RiverValley Behavioral Health has been working to make Narcan distribution and information more readily accessible, including efforts such as giveaways, seminars, and even the addition of a vending machine where people can get a free dose of the medication.
Narcan is a nasal spray medication that can rapidly reverse the effects of an opioid overdose and has been used safely and effectively by emergency medical services for decades.
RVBH Vice President of Nursing & Prescriber Services Nicki Feher said equates Narcan’s effect to that of an EpiPen.
“If somebody eats a peanut and they use an EpiPen, it’s an immediate relief and then you go to the hospital after you use that EpiPen. Narcan is the same way. If they have an overdose, you use the Narcan immediately. It should work that quickly, and then you go to the hospital,” Feher said.
Feher said that through a grant from the Kentucky Opioid Response Effort, RVBH has higher dosages of Narcan that combat fentanyl. RVBH also provides those to the community for free.
Feher, along with RVBH Regional Prevention Center Collaboration Specialist Kayley Edelen, also leads training sessions on Narcan in and around Daviess County.
They said the seminar is for any profession and age, and they try to make the education family-friendly to ensure anyone can administer Narcan to someone experiencing an overdose. RVBH has printed instructions on the dosage boxes that show how to administer Narcan.
“I think that we’ve opened a lot of eyes with our education. (People might not think about how) their teenager may be a good kid and they’re not doing anything wrong, but their friends are coming into your home and might be taking something,” Feher said.
Feher said RVBH has partnered with schools to carry Narcan in case a student overdoses during school hours or needs it at home. She said nurses in the Daviess County and Hancock County public school districts have it in their inventory.
But their push for Narcan awareness doesn’t stop in the schools, as Edelen said that she aims for Narcan to be readily available in the home and workplace.
“Narcan in the homes is a great thing to push in the community because it just takes a second for a youth to maybe accidentally ingest something, and it’s available for everyone to help save a life. Same in schools as well, just any community partner,” Edelen said.
Additionally, given that RVBH is a medication-assisted treatment organization, Feher said each one of their clients receives a device.

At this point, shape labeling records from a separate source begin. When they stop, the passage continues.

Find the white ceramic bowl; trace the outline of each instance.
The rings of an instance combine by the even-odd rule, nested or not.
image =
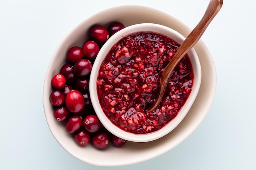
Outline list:
[[[52,90],[51,80],[65,63],[67,49],[83,44],[87,37],[86,30],[90,26],[95,24],[107,25],[113,21],[120,22],[126,26],[146,22],[160,24],[173,29],[184,37],[191,31],[182,22],[157,9],[140,5],[121,5],[104,10],[86,18],[71,30],[57,47],[50,61],[43,86],[43,104],[47,123],[53,136],[67,152],[82,161],[98,166],[137,163],[170,151],[186,139],[202,121],[211,108],[216,89],[214,62],[207,47],[200,40],[194,46],[202,69],[200,89],[189,111],[171,132],[150,142],[128,142],[121,148],[110,146],[103,150],[97,149],[91,145],[81,148],[74,144],[73,139],[63,125],[54,119],[53,108],[49,101]],[[170,152],[171,154],[171,151]]]
[[[185,39],[181,34],[167,26],[157,24],[142,23],[128,26],[110,37],[101,49],[94,62],[90,80],[90,93],[92,103],[99,119],[105,127],[112,133],[129,141],[137,142],[148,142],[162,137],[173,130],[185,117],[189,110],[199,90],[201,79],[200,62],[195,50],[192,48],[188,53],[191,61],[194,77],[191,92],[186,103],[177,116],[166,125],[156,131],[138,134],[126,131],[112,123],[103,112],[99,102],[97,91],[97,82],[99,69],[112,47],[119,40],[129,35],[140,32],[153,32],[173,40],[181,44]]]

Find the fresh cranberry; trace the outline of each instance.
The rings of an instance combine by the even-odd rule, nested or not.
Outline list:
[[[117,32],[124,28],[124,26],[123,24],[119,22],[112,22],[108,27],[108,31],[110,36],[112,36]]]
[[[91,99],[90,96],[90,93],[88,92],[83,93],[83,96],[85,101],[85,108],[91,108],[92,107]]]
[[[63,88],[66,84],[66,79],[64,75],[61,74],[54,75],[52,79],[52,86],[56,89]]]
[[[75,80],[75,77],[73,73],[73,65],[66,63],[61,68],[60,73],[64,76],[67,82],[72,83]]]
[[[109,38],[108,29],[101,25],[95,25],[89,30],[92,38],[97,42],[104,42]]]
[[[81,117],[82,119],[83,120],[85,117],[89,115],[86,109],[84,109],[83,110],[76,113],[76,115]]]
[[[77,78],[75,81],[76,87],[81,92],[84,92],[89,89],[89,77]]]
[[[80,116],[72,116],[67,119],[66,123],[66,130],[70,133],[73,133],[82,127],[83,120]]]
[[[101,129],[101,124],[99,118],[94,115],[87,116],[83,122],[83,127],[91,133],[95,133]]]
[[[73,90],[66,96],[67,108],[73,113],[78,113],[84,108],[85,102],[83,95],[77,90]]]
[[[98,44],[93,41],[89,41],[83,44],[83,51],[85,57],[89,60],[94,60],[99,51]]]
[[[96,148],[105,148],[109,144],[109,136],[106,132],[98,132],[93,134],[91,141],[92,146]]]
[[[65,95],[58,90],[54,91],[50,95],[50,102],[56,106],[62,105],[65,102]]]
[[[73,68],[73,73],[77,77],[85,77],[88,75],[92,71],[92,63],[87,59],[78,60]]]
[[[87,145],[90,141],[90,134],[83,129],[80,129],[75,133],[74,137],[75,141],[77,144],[81,146]]]
[[[126,142],[126,140],[117,137],[112,133],[110,135],[110,140],[111,143],[117,146],[124,145]]]
[[[69,114],[69,111],[65,106],[60,106],[55,108],[54,112],[55,119],[59,121],[66,120],[68,118]]]
[[[71,92],[72,90],[74,90],[74,88],[72,86],[69,84],[66,84],[64,88],[62,89],[62,92],[65,95],[66,95],[67,93]]]
[[[71,64],[75,64],[83,58],[83,49],[80,46],[73,46],[67,52],[67,59]]]

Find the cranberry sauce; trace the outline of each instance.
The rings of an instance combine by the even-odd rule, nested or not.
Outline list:
[[[138,33],[112,47],[99,71],[97,90],[103,112],[114,124],[130,132],[147,133],[176,116],[192,89],[194,75],[187,55],[173,71],[159,106],[144,110],[154,102],[163,68],[179,46],[161,35]]]

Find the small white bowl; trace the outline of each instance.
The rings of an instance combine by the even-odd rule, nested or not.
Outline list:
[[[140,32],[153,32],[160,34],[171,38],[180,44],[185,39],[183,36],[173,29],[159,24],[142,23],[125,28],[110,37],[100,50],[92,70],[89,89],[91,100],[95,112],[101,122],[107,129],[116,136],[128,141],[144,142],[153,141],[165,135],[174,129],[182,121],[192,105],[199,90],[201,71],[199,60],[195,50],[192,48],[188,53],[194,75],[191,93],[177,116],[161,129],[148,133],[139,134],[126,131],[117,127],[112,123],[104,113],[99,102],[97,90],[97,82],[99,70],[106,56],[115,44],[124,37]]]

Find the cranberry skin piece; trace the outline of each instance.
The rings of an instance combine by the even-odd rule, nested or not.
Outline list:
[[[66,131],[73,133],[79,130],[83,125],[83,120],[80,116],[75,115],[70,117],[66,123]]]
[[[83,49],[80,46],[73,46],[70,48],[67,52],[67,59],[71,64],[83,58]]]
[[[73,73],[73,65],[70,64],[65,64],[61,68],[60,73],[64,76],[66,81],[68,83],[72,83],[75,79]]]
[[[92,38],[97,42],[104,42],[109,38],[108,31],[106,28],[101,25],[95,25],[89,30]]]
[[[85,57],[89,60],[94,60],[99,51],[99,47],[94,41],[88,41],[83,46],[83,51]]]
[[[61,106],[55,108],[54,115],[57,121],[63,121],[67,119],[70,112],[65,106]]]
[[[93,134],[91,141],[92,146],[95,148],[105,148],[109,144],[109,136],[106,132],[100,131]]]
[[[70,85],[66,84],[64,86],[64,88],[62,90],[62,92],[65,95],[67,95],[67,93],[71,92],[72,90],[74,90],[73,87]]]
[[[83,125],[84,128],[90,133],[95,133],[99,131],[101,127],[101,124],[99,118],[94,115],[87,116],[83,120]]]
[[[61,74],[54,75],[52,79],[52,85],[56,89],[64,88],[66,84],[66,79],[64,75]]]
[[[89,77],[76,79],[76,87],[81,92],[84,92],[89,89]]]
[[[120,146],[124,145],[126,142],[126,140],[120,138],[119,137],[112,134],[110,134],[110,142],[114,145],[117,146]]]
[[[108,31],[110,36],[112,36],[117,32],[119,31],[121,29],[124,28],[125,26],[123,24],[115,22],[110,24],[108,27]]]
[[[65,95],[60,90],[54,91],[50,95],[50,102],[55,106],[62,105],[65,102]]]
[[[80,129],[75,133],[74,137],[75,141],[81,146],[86,145],[90,141],[90,134],[83,129]]]
[[[72,113],[80,112],[84,108],[83,96],[77,90],[73,90],[67,93],[65,102],[67,108]]]
[[[92,71],[91,62],[87,59],[78,60],[74,66],[73,73],[77,77],[84,77],[88,75]]]

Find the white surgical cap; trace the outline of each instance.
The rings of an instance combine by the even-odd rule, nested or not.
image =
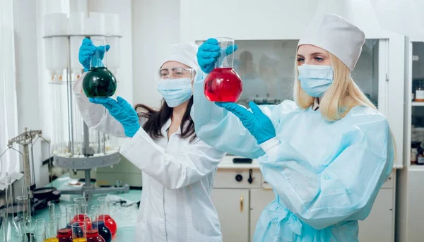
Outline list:
[[[200,67],[197,63],[197,48],[193,42],[175,44],[170,46],[167,56],[165,58],[160,66],[167,61],[177,61],[188,66],[200,73]]]
[[[299,40],[298,47],[301,44],[312,44],[324,49],[352,71],[365,42],[365,34],[356,25],[339,16],[325,13],[312,20]]]

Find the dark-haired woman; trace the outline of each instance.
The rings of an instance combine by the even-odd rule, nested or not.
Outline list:
[[[94,50],[90,41],[83,42],[79,57],[85,68]],[[170,52],[159,70],[158,90],[165,99],[159,110],[143,104],[134,109],[119,97],[88,99],[82,92],[83,75],[73,87],[78,106],[88,127],[129,137],[120,152],[143,171],[136,241],[220,242],[210,194],[225,153],[196,136],[190,117],[192,83],[201,78],[197,46],[175,44]]]

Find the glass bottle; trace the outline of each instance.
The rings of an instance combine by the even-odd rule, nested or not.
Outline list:
[[[90,62],[90,70],[83,80],[83,90],[88,97],[112,97],[117,90],[117,80],[106,67],[105,40],[91,40],[96,50]]]
[[[91,210],[91,229],[87,229],[87,241],[88,242],[110,242],[105,241],[103,236],[100,236],[100,231],[99,230],[99,224],[95,222],[97,218],[99,217],[99,210],[94,209]],[[111,236],[112,237],[112,236]]]
[[[416,88],[415,102],[424,102],[424,85],[422,80]]]
[[[118,230],[117,222],[110,217],[110,200],[107,197],[100,197],[98,198],[100,205],[103,207],[103,211],[101,212],[102,216],[98,220],[105,222],[105,225],[110,230],[112,235],[114,236]]]
[[[73,199],[73,203],[78,206],[78,214],[73,217],[72,222],[83,221],[86,219],[87,229],[91,229],[91,220],[87,216],[87,200],[86,198],[76,198]]]
[[[87,227],[84,222],[85,220],[75,222],[71,224],[73,242],[87,242]]]
[[[91,207],[91,211],[93,214],[95,214],[95,217],[91,217],[91,221],[93,221],[93,226],[98,228],[99,234],[105,239],[105,242],[112,241],[112,233],[110,230],[107,229],[105,224],[105,219],[103,218],[104,214],[103,206],[102,205],[93,205]]]
[[[243,83],[234,70],[234,39],[217,38],[220,56],[204,81],[204,94],[211,102],[236,102],[242,95]],[[230,53],[229,54],[227,54]]]
[[[56,237],[59,239],[59,242],[72,242],[72,231],[69,226],[71,215],[66,212],[62,212],[59,214],[57,219]]]

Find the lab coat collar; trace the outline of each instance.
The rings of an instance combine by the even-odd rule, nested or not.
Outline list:
[[[317,111],[319,108],[319,99],[315,98],[314,99],[314,104],[312,105],[312,110]]]

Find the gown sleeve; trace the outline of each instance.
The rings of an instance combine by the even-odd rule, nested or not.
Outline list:
[[[394,157],[389,124],[381,114],[355,115],[328,164],[316,167],[285,140],[261,145],[264,179],[299,219],[322,229],[349,218],[364,219],[389,176]],[[353,219],[354,218],[354,219]]]

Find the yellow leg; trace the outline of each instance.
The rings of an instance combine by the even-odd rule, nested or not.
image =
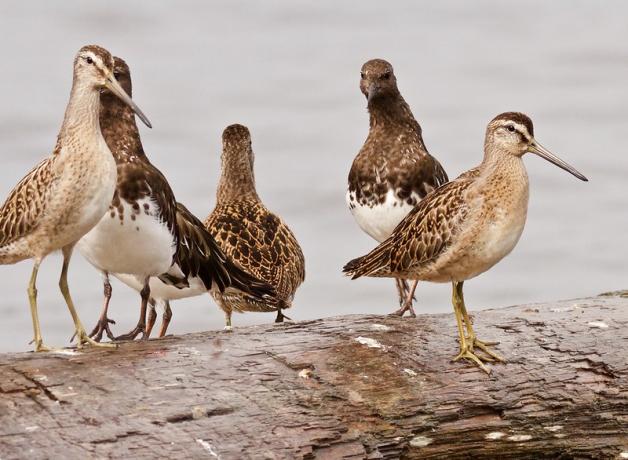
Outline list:
[[[475,363],[480,369],[482,369],[487,374],[491,373],[491,370],[484,365],[482,360],[473,353],[473,348],[471,343],[464,336],[464,327],[463,316],[465,312],[464,309],[464,297],[462,295],[462,282],[453,282],[453,292],[452,292],[452,303],[454,306],[454,313],[456,315],[456,322],[458,324],[458,335],[460,337],[460,353],[458,353],[453,361],[458,361],[460,359],[467,359]],[[467,328],[469,326],[467,325]]]
[[[39,272],[40,264],[41,260],[35,259],[35,265],[33,266],[31,279],[28,283],[28,300],[31,306],[31,318],[33,319],[32,343],[35,344],[35,351],[50,351],[51,348],[44,345],[43,339],[41,338],[41,328],[39,327],[39,314],[37,313],[37,273]]]
[[[95,340],[91,339],[87,332],[85,332],[85,328],[83,324],[81,324],[81,320],[76,313],[76,309],[74,308],[74,302],[72,302],[72,297],[70,297],[70,289],[68,287],[68,267],[70,266],[70,258],[72,257],[72,246],[66,246],[63,248],[63,268],[61,269],[61,278],[59,279],[59,288],[61,289],[61,294],[63,294],[63,298],[65,299],[65,303],[68,306],[68,310],[70,310],[70,314],[72,315],[72,320],[74,321],[74,329],[76,331],[76,339],[77,339],[77,348],[82,348],[84,343],[88,343],[94,347],[101,348],[116,348],[117,345],[112,343],[99,343]]]
[[[231,327],[231,311],[225,310],[225,332],[233,332]]]
[[[473,351],[474,347],[479,348],[484,353],[486,353],[490,358],[485,359],[485,361],[501,361],[506,362],[504,358],[500,355],[492,351],[489,347],[492,345],[497,345],[498,342],[482,342],[477,338],[475,331],[473,330],[473,323],[469,318],[469,314],[467,313],[467,307],[464,304],[464,295],[462,294],[462,283],[460,283],[460,291],[458,292],[458,296],[460,298],[460,311],[462,312],[462,316],[464,318],[464,322],[467,326],[467,342],[469,343],[469,349]]]

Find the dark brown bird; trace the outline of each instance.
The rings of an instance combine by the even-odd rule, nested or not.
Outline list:
[[[362,66],[360,90],[366,96],[370,129],[349,172],[347,204],[360,228],[378,242],[429,192],[448,181],[445,170],[423,142],[421,126],[397,88],[392,66],[373,59]],[[397,278],[399,310],[414,317],[412,289]]]
[[[205,226],[233,261],[275,289],[283,305],[277,308],[251,296],[225,291],[212,292],[225,312],[227,330],[232,312],[277,311],[290,308],[294,293],[305,279],[305,259],[288,226],[269,211],[255,189],[253,149],[248,128],[228,126],[222,134],[222,175],[216,207]]]
[[[120,58],[115,58],[114,75],[131,94],[129,67]],[[144,153],[133,111],[107,92],[101,96],[100,126],[118,179],[109,211],[78,245],[104,276],[105,305],[91,335],[100,339],[106,332],[113,338],[107,318],[110,273],[136,288],[142,299],[137,326],[118,339],[147,337],[151,290],[153,297],[161,295],[162,285],[178,297],[232,288],[260,301],[275,301],[272,287],[227,260],[202,222],[176,202],[168,181]]]
[[[536,141],[528,116],[502,113],[486,128],[479,166],[430,193],[388,239],[343,269],[353,279],[451,282],[460,341],[454,361],[469,360],[487,373],[490,369],[485,363],[504,359],[491,350],[491,343],[477,338],[462,286],[506,257],[521,237],[528,212],[529,183],[523,163],[528,152],[587,180]]]

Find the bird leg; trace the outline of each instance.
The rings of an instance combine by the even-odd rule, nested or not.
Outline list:
[[[144,287],[140,291],[140,297],[142,298],[142,306],[140,308],[140,318],[137,321],[137,325],[133,330],[116,337],[116,340],[135,340],[135,337],[142,334],[142,340],[147,340],[146,335],[146,310],[148,309],[148,301],[150,299],[150,276],[144,280]]]
[[[161,315],[161,328],[159,329],[159,337],[163,337],[164,335],[166,335],[166,331],[168,330],[168,325],[170,324],[171,319],[172,309],[170,308],[170,302],[166,300],[164,313],[163,315]]]
[[[276,323],[283,323],[283,320],[287,319],[288,321],[292,321],[292,318],[288,318],[283,314],[283,310],[281,308],[277,309],[277,317],[275,318]]]
[[[28,300],[31,306],[31,318],[33,319],[33,341],[35,344],[35,351],[52,351],[52,349],[43,343],[41,338],[41,328],[39,327],[39,314],[37,313],[37,273],[39,272],[39,265],[41,260],[35,259],[35,265],[33,265],[33,272],[31,273],[31,279],[28,283]]]
[[[403,316],[406,311],[410,312],[410,318],[416,318],[416,313],[414,312],[414,307],[412,306],[412,302],[415,299],[414,291],[416,290],[417,285],[419,284],[418,280],[415,280],[412,283],[412,287],[408,286],[408,282],[401,278],[395,278],[397,281],[397,289],[399,290],[399,295],[404,295],[404,301],[401,303],[401,308],[392,312],[391,316]]]
[[[148,319],[146,321],[146,337],[150,339],[150,334],[153,332],[155,321],[157,321],[157,311],[155,309],[155,302],[153,299],[149,300],[149,304]]]
[[[464,296],[462,294],[462,283],[460,283],[460,312],[462,313],[462,317],[464,319],[465,325],[467,327],[467,343],[469,343],[469,348],[471,351],[474,350],[475,347],[482,350],[486,353],[489,358],[486,358],[486,361],[500,361],[502,363],[506,362],[504,358],[500,355],[492,351],[489,347],[497,345],[499,342],[483,342],[477,338],[475,331],[473,330],[473,321],[469,318],[469,314],[467,313],[467,307],[464,304]]]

“Even though they’re on their journey for sobriety, walking their steps, or whatever their path is, if they are around somebody that might need it, or if they were to have a moment of weakness and need it themselves, we want to make sure that it’s available for them,” Feher said.
RVBH is also working to remove the stigma behind drug addiction and create active bystanders in situations like overdoses.
“I know that there’s a lot of negative feedback with Narcan and substance use. I’m hoping the more we do and the more that we get the education out there, that it’s going to take that stigma out,” Feher said.
Feher added that RVBH keeps Narcan stocked in what they call the Narcan Vending Machine at their facility at 1100 Walnut Street, where someone in need of a dose can grab one without asking for assistance. Devices are free, Feher said.